I do not imagine that good deeds make up for bad ones. They repair the echo of the deed, the reverberation that continues into the present, in a way, but the deed is still done in the dead past. (Yes, there is memory, I know, but even that is the life of a ghost.)  There is only one for whom that past is alive, and that one is the God who sees all time from beginning to end, the the Trinity for whom every moment in time is always also now. All of me, every action of mine, already stands before the Trinity’s eternal present. And there is nothing that the Triune God will not forgive (except the sin against the Spirit, whatever that is).

The Council of Trent (session VI) says that grace already leads me to the grace of the future, preparing me for what will be.
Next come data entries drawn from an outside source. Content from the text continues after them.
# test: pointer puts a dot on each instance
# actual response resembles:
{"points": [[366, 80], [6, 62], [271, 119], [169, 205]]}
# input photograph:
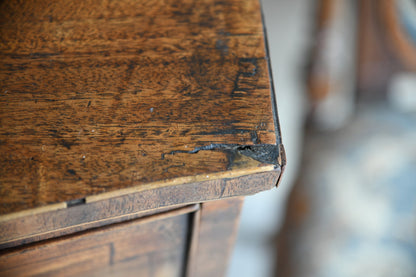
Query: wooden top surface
{"points": [[98, 96]]}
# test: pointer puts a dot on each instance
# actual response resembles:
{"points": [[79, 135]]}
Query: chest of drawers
{"points": [[130, 131]]}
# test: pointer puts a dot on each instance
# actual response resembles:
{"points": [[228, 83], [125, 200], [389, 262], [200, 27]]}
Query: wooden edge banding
{"points": [[193, 243], [149, 186], [31, 212], [85, 216], [178, 181]]}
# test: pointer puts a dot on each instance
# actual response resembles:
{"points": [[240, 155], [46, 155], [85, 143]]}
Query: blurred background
{"points": [[345, 79]]}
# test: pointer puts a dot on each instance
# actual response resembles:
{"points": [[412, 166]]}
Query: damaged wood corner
{"points": [[264, 153]]}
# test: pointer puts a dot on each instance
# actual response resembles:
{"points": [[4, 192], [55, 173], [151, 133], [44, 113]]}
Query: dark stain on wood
{"points": [[107, 90]]}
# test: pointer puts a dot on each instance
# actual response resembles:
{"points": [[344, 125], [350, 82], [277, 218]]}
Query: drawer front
{"points": [[154, 246]]}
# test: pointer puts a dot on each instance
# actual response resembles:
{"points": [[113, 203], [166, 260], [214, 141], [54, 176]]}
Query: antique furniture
{"points": [[129, 132]]}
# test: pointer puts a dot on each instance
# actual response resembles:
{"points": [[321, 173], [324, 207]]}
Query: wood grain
{"points": [[26, 229], [153, 246], [216, 236], [97, 96]]}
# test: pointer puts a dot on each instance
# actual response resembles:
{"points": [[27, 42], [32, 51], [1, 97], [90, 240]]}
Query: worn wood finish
{"points": [[97, 96], [154, 246], [216, 236], [25, 229]]}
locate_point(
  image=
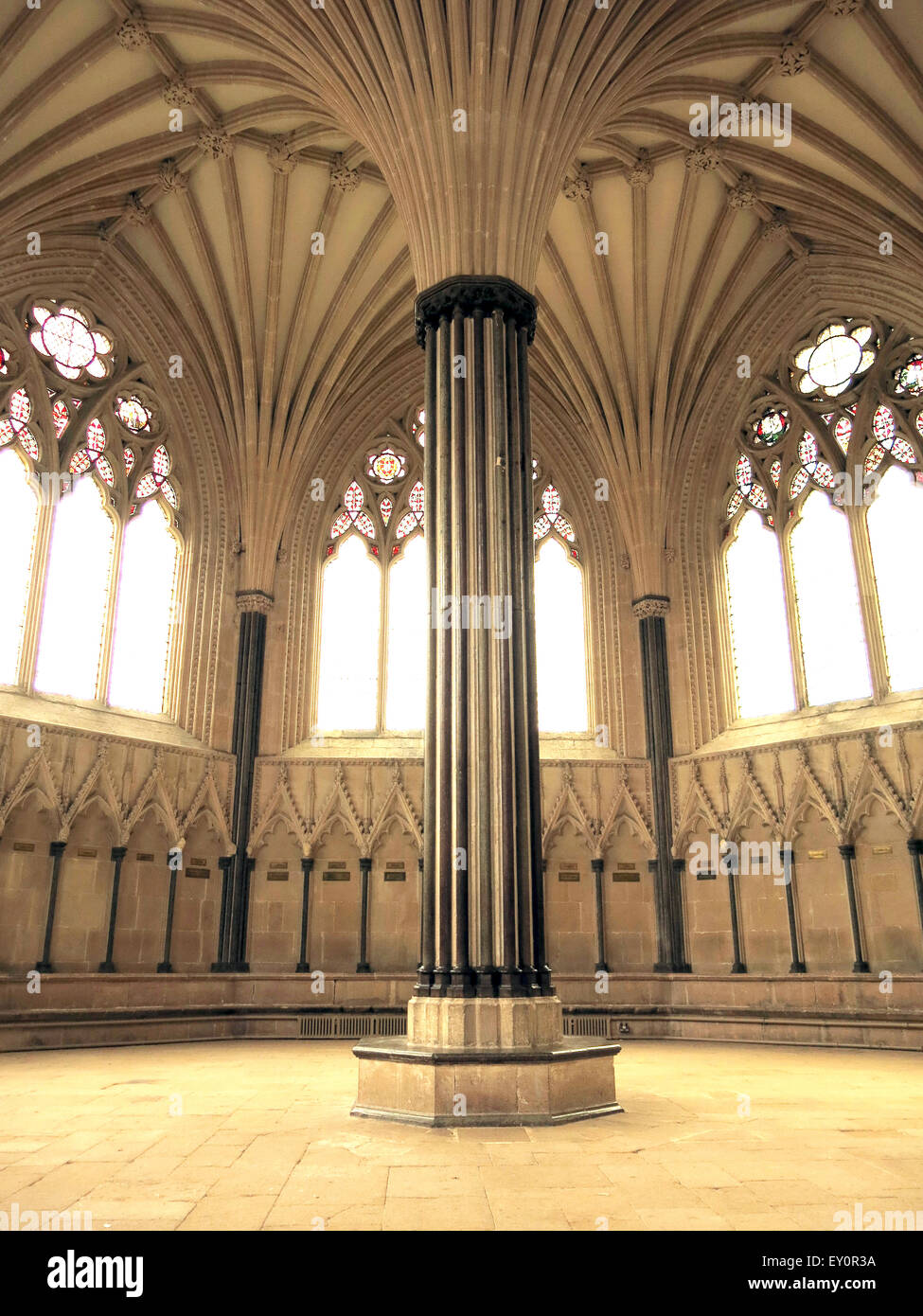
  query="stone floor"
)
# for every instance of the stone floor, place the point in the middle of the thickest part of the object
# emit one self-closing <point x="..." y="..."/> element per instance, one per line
<point x="257" y="1136"/>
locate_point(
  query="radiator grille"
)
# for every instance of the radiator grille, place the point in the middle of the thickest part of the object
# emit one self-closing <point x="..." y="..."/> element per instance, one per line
<point x="586" y="1025"/>
<point x="324" y="1025"/>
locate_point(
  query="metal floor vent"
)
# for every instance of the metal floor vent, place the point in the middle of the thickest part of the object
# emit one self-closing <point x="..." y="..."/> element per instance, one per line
<point x="586" y="1025"/>
<point x="324" y="1025"/>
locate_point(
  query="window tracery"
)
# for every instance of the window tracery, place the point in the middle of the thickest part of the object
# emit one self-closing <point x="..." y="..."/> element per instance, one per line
<point x="91" y="441"/>
<point x="842" y="412"/>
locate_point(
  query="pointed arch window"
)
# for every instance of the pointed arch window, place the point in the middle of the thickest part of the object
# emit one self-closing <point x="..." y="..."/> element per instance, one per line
<point x="90" y="516"/>
<point x="374" y="608"/>
<point x="561" y="667"/>
<point x="825" y="491"/>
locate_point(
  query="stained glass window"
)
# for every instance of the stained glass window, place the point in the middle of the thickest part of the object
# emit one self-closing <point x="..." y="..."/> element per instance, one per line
<point x="386" y="466"/>
<point x="896" y="535"/>
<point x="811" y="485"/>
<point x="77" y="594"/>
<point x="559" y="640"/>
<point x="551" y="519"/>
<point x="145" y="613"/>
<point x="71" y="344"/>
<point x="758" y="623"/>
<point x="407" y="637"/>
<point x="829" y="616"/>
<point x="349" y="637"/>
<point x="834" y="358"/>
<point x="101" y="530"/>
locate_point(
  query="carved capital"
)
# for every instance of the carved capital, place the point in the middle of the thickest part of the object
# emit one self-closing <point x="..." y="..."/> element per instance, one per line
<point x="255" y="600"/>
<point x="470" y="293"/>
<point x="650" y="606"/>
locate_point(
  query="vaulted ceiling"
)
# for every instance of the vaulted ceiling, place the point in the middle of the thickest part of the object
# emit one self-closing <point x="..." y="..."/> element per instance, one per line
<point x="302" y="124"/>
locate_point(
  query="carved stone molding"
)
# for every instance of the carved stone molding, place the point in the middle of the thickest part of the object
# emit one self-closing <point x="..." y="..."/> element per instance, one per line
<point x="642" y="171"/>
<point x="177" y="92"/>
<point x="578" y="187"/>
<point x="743" y="196"/>
<point x="280" y="155"/>
<point x="469" y="293"/>
<point x="650" y="606"/>
<point x="133" y="33"/>
<point x="172" y="178"/>
<point x="215" y="142"/>
<point x="703" y="158"/>
<point x="794" y="58"/>
<point x="135" y="212"/>
<point x="775" y="228"/>
<point x="344" y="178"/>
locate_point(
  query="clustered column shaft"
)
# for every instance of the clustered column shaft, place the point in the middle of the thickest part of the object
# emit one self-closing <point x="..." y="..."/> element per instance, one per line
<point x="482" y="900"/>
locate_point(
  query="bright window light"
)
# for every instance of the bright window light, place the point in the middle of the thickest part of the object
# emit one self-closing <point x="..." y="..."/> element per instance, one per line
<point x="145" y="613"/>
<point x="408" y="637"/>
<point x="349" y="631"/>
<point x="559" y="641"/>
<point x="758" y="623"/>
<point x="896" y="532"/>
<point x="77" y="594"/>
<point x="836" y="661"/>
<point x="19" y="516"/>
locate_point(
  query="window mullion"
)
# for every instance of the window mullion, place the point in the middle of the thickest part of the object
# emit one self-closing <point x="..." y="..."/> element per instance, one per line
<point x="868" y="599"/>
<point x="36" y="604"/>
<point x="383" y="644"/>
<point x="794" y="621"/>
<point x="110" y="624"/>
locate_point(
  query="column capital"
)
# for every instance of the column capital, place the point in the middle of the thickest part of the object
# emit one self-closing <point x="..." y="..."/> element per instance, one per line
<point x="650" y="606"/>
<point x="470" y="293"/>
<point x="255" y="600"/>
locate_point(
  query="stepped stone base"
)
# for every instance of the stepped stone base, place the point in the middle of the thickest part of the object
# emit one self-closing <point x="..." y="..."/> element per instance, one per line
<point x="485" y="1062"/>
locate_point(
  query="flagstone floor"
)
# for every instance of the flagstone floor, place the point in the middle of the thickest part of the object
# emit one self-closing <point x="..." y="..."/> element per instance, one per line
<point x="257" y="1134"/>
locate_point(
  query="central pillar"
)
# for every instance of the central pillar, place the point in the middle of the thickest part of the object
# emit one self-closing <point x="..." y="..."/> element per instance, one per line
<point x="485" y="1028"/>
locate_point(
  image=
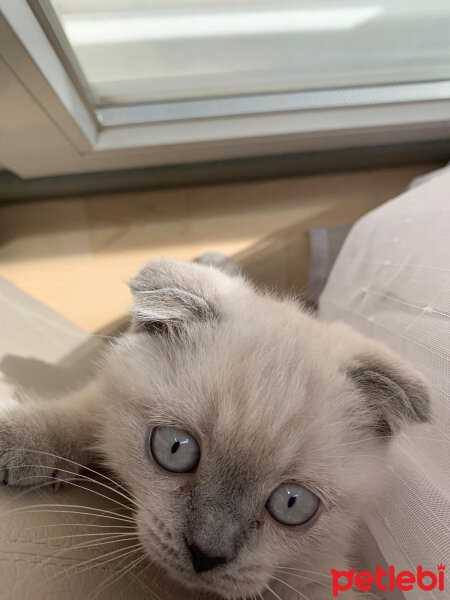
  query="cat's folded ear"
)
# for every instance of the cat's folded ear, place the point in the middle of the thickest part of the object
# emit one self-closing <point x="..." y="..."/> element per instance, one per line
<point x="170" y="293"/>
<point x="392" y="393"/>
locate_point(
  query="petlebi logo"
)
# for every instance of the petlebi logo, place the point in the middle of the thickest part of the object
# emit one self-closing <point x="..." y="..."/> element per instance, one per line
<point x="405" y="581"/>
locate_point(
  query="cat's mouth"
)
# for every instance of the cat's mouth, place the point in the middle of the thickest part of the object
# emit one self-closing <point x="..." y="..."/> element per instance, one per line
<point x="226" y="581"/>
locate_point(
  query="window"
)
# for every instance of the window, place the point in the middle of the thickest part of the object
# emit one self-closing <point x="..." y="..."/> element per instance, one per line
<point x="177" y="80"/>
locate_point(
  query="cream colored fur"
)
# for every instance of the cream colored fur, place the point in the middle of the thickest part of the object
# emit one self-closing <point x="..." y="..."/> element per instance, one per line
<point x="270" y="393"/>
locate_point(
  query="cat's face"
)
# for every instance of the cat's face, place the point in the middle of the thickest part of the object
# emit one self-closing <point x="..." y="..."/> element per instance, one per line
<point x="248" y="433"/>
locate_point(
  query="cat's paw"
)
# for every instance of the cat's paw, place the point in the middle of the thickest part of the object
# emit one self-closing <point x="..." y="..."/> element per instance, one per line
<point x="32" y="451"/>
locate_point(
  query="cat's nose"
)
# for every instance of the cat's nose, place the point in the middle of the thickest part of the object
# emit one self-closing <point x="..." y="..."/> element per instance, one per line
<point x="203" y="561"/>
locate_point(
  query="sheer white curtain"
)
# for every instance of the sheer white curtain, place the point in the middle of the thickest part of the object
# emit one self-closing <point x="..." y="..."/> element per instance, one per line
<point x="392" y="282"/>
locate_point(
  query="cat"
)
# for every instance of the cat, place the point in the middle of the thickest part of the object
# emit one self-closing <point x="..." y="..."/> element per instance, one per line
<point x="252" y="435"/>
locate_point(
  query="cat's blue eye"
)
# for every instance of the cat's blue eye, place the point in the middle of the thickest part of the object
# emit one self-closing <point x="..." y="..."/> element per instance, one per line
<point x="292" y="504"/>
<point x="174" y="449"/>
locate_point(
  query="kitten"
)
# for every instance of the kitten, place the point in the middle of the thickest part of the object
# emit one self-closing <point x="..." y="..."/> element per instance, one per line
<point x="251" y="434"/>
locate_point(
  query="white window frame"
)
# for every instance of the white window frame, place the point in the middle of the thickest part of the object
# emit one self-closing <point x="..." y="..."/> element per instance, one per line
<point x="47" y="127"/>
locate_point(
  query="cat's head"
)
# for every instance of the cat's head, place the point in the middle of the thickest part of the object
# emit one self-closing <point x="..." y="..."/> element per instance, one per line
<point x="251" y="434"/>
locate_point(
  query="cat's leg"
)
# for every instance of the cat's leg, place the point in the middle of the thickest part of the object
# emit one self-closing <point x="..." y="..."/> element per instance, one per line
<point x="45" y="439"/>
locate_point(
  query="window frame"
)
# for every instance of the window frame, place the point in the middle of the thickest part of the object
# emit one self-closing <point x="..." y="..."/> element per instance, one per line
<point x="67" y="135"/>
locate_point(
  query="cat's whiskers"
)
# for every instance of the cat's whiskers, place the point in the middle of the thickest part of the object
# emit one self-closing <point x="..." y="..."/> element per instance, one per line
<point x="78" y="476"/>
<point x="269" y="589"/>
<point x="302" y="570"/>
<point x="127" y="494"/>
<point x="83" y="525"/>
<point x="115" y="577"/>
<point x="291" y="587"/>
<point x="125" y="552"/>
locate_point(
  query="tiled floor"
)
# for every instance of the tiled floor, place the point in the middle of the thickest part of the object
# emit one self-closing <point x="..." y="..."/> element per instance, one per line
<point x="75" y="255"/>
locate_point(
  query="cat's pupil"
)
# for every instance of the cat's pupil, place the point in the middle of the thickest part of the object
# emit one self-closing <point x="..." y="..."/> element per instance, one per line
<point x="292" y="500"/>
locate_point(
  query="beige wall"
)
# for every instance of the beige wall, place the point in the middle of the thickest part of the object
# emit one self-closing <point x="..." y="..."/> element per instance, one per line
<point x="75" y="255"/>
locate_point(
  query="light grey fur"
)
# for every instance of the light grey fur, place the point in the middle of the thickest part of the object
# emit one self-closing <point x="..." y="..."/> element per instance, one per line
<point x="270" y="393"/>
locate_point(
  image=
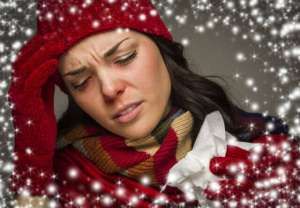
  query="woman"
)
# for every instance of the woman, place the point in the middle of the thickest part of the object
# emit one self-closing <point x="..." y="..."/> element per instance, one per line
<point x="136" y="113"/>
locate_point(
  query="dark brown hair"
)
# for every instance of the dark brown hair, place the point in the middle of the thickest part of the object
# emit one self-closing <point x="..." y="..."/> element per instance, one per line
<point x="190" y="91"/>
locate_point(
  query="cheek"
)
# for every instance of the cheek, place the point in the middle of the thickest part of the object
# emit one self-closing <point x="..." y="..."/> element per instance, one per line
<point x="91" y="104"/>
<point x="150" y="74"/>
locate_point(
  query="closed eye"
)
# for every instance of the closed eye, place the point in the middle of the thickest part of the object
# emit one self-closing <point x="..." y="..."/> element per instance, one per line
<point x="126" y="59"/>
<point x="81" y="84"/>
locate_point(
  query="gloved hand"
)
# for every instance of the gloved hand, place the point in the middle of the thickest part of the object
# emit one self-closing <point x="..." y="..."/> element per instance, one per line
<point x="32" y="96"/>
<point x="263" y="177"/>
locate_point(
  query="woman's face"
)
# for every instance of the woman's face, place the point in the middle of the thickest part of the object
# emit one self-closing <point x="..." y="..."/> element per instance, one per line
<point x="120" y="80"/>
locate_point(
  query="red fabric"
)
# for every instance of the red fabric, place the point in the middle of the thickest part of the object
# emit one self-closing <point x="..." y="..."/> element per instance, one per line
<point x="35" y="73"/>
<point x="257" y="173"/>
<point x="70" y="188"/>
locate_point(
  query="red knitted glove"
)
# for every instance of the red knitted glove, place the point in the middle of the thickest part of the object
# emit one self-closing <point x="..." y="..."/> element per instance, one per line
<point x="263" y="177"/>
<point x="32" y="95"/>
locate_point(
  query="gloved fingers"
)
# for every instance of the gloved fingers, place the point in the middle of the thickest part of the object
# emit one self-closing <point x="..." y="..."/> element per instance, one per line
<point x="48" y="51"/>
<point x="40" y="76"/>
<point x="229" y="166"/>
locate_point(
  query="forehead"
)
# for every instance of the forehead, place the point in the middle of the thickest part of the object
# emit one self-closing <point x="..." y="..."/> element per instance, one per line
<point x="99" y="43"/>
<point x="103" y="41"/>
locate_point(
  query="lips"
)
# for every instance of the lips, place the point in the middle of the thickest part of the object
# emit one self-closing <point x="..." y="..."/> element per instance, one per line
<point x="128" y="112"/>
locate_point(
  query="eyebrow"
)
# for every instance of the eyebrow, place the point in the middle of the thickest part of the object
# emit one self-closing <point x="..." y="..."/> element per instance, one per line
<point x="107" y="54"/>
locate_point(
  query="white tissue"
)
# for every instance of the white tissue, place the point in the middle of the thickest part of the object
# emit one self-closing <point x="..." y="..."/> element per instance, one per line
<point x="191" y="174"/>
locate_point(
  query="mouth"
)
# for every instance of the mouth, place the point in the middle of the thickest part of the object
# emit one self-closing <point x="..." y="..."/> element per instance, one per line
<point x="128" y="113"/>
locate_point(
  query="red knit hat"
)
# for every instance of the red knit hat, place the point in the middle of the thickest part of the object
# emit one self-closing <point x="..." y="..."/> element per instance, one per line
<point x="73" y="20"/>
<point x="61" y="24"/>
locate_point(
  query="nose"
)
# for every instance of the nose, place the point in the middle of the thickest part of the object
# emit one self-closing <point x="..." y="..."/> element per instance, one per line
<point x="112" y="85"/>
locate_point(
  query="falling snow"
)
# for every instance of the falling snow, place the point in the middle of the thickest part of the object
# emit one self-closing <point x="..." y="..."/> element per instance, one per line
<point x="269" y="24"/>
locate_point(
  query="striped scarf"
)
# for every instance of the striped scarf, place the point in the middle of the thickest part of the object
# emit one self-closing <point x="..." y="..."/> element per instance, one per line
<point x="151" y="156"/>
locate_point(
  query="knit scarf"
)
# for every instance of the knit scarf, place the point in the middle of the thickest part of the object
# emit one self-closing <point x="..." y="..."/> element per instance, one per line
<point x="150" y="157"/>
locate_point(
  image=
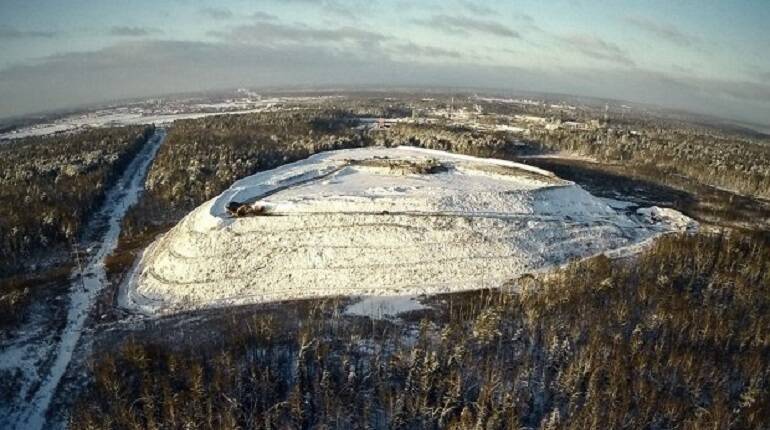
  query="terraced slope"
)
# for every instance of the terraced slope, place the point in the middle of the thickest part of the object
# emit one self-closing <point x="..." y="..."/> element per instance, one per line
<point x="379" y="221"/>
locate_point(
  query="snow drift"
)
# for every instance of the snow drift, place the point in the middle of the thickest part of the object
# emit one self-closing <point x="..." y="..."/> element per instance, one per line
<point x="380" y="221"/>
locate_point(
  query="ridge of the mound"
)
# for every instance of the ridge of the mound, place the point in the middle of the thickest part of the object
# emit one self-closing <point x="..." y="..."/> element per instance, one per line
<point x="379" y="221"/>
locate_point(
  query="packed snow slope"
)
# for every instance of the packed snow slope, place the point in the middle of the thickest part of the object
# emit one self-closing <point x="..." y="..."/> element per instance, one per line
<point x="380" y="221"/>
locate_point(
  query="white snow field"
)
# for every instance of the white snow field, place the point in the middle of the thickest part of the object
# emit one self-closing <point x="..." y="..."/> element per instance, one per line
<point x="380" y="222"/>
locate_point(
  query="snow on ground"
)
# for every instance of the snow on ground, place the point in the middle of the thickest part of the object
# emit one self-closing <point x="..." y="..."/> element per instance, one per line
<point x="380" y="307"/>
<point x="379" y="222"/>
<point x="123" y="116"/>
<point x="30" y="407"/>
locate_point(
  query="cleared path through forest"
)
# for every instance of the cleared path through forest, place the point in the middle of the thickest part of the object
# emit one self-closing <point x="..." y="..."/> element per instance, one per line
<point x="86" y="288"/>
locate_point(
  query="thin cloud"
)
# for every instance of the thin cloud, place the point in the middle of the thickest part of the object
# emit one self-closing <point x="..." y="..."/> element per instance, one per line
<point x="414" y="50"/>
<point x="10" y="33"/>
<point x="126" y="31"/>
<point x="463" y="25"/>
<point x="664" y="31"/>
<point x="153" y="67"/>
<point x="596" y="48"/>
<point x="263" y="16"/>
<point x="477" y="8"/>
<point x="218" y="13"/>
<point x="268" y="33"/>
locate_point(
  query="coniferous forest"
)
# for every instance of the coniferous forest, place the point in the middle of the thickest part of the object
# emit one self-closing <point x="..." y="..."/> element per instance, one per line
<point x="675" y="339"/>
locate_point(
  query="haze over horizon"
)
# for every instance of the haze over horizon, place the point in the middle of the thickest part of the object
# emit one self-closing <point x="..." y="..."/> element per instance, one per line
<point x="705" y="57"/>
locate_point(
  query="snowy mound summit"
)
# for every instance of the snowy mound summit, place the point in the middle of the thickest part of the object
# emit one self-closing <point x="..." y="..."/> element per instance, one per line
<point x="379" y="221"/>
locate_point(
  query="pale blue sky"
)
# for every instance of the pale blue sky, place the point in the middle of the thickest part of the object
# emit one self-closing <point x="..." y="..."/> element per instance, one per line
<point x="705" y="56"/>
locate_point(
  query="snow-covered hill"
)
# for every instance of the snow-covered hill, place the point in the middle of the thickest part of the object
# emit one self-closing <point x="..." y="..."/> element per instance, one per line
<point x="380" y="221"/>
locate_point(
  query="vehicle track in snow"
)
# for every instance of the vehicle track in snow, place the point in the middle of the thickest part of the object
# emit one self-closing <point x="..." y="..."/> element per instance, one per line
<point x="85" y="289"/>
Building in me the “second” grace that is my acceptance of grace – which is also a grace. Mercy makes himself known by making the making of our knowing. It’s…confusing. Point is the whole thing happens without my merit. But I am comforted at the knowledge that God already prepares in me the healing of relationships that he will demand of me, and he will make his own demand to be.

The Council also says that the formal cause (Aristotle: “the form, the acount of what-is-to-be”) of justification is the justice of God. This grace is given not due to God’s justice in se, “not that thereby He Himself is just,” but rather by the justice of God that makes us just. Whatever that means. Perhaps something like the knowledge that God has of me as one who is reconciled, that “now” of me that already is – to God, anyway – that God knows and, since knowledge and action are not separate in God, that God makes to be. That self is already made-to-be, and even now God’s making-to-be works to make me so.

That self will be, by the very nature of redemption, reconciled to my sister. And she to me. Whatever we do or fail to do, whether we go on to the end in rupture and ruin, God will reconcile (has reconciled, is reconciling) all things to himself. It, the reconciliation itself, will be our judgment. That could be double-sided: if I defy the reconciliation that God wills, or if I allow myself to be led into it. God’s will is the same regardless.

It comforts me, as action continues its web with me and without me, to know that God remembers, two who are sisters to each other. Whatever else will be, whether tragedy or comedy, those two will always be what God wills-to-be.